The electron microscope has long been a workhorse for examining all manner of objects and materials at the nanoscale, but usually by producing still images of rigid, unmoving targets. Over the past decade, researchers have developed an ultrafast technique called four-dimensional electron microscopy, which can produce movies of actions taking place over time intervals in the femtosecond range. (A femtosecond is 10^-15 second—a millionth of a billionth of a second.)
Here, for instance, is a movie of a cantilever oscillating, viewed from a variety of angles. The protruding nickel-titanium "diving board" is a mere 50 nanometers wide and was set in motion by a laser pulse. The individual movie frames come at 10 nanosecond intervals so the motion is slowed down by a factor of about 3 million—things happen quickly at the nanoscale.
This next movie shows a nanocrystal of graphite vibrating like a drumhead, again set in motion by a laser pulse. The dark striped bands are caused by subtle permanent buckling of the crystal surface; think of them as being like an optical effect, similar to the rainbow patterns of an oily sheen on water. These bands move about as the crystal surface ripples ever so slightly in the course of its oscillations.
The feature to notice about these oscillations is how they start out relatively chaotic and gradually settle down to a more regular, coordinated oscillation of the entire surface. Again the motion is tremendously slowed down in the movie, this time by a factor of about a million (50 nanoseconds between each frame, played at 15 frames per second).

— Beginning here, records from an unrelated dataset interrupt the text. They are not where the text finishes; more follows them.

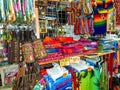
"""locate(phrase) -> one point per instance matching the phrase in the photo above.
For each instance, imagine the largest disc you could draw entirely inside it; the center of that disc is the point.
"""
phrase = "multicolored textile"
(101, 9)
(16, 11)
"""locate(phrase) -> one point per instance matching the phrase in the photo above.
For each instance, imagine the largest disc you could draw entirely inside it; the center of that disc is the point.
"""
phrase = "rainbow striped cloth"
(100, 15)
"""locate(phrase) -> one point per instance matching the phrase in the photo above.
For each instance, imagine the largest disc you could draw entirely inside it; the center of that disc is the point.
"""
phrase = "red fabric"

You can read more about the ingenious technology behind the making of these movies and the kinds of scientific questions that they can answer in the August issue of Scientific American, in the article, "Filming the Invisible in 4-D" by Ahmed H. Zewail, whose group developed the technique. Zewail won the Nobel Prize in Chemistry back in 1999 for studies—but not movies—of chemical processes occurring on the femtosecond timescale.

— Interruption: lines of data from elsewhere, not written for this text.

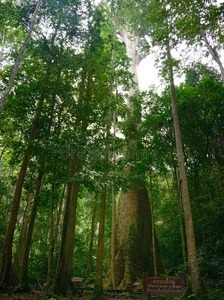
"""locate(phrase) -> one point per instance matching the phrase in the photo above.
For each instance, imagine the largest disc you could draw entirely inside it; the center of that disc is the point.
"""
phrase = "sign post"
(163, 285)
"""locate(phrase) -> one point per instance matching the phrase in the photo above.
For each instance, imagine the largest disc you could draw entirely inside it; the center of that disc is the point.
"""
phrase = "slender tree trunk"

4-D electron microscopy is not limited to inorganic entities such as cantilevers and crystals. Zewail’s group has also used it to study protein vesicles and Escherichia coli bacteria. Using a variant of the 4-D technique called PINEM (photon-induced near-field electron microscopy) they have imaged these biological specimens in effect being "lit up" for a period of femtoseconds by a passing laser pulse.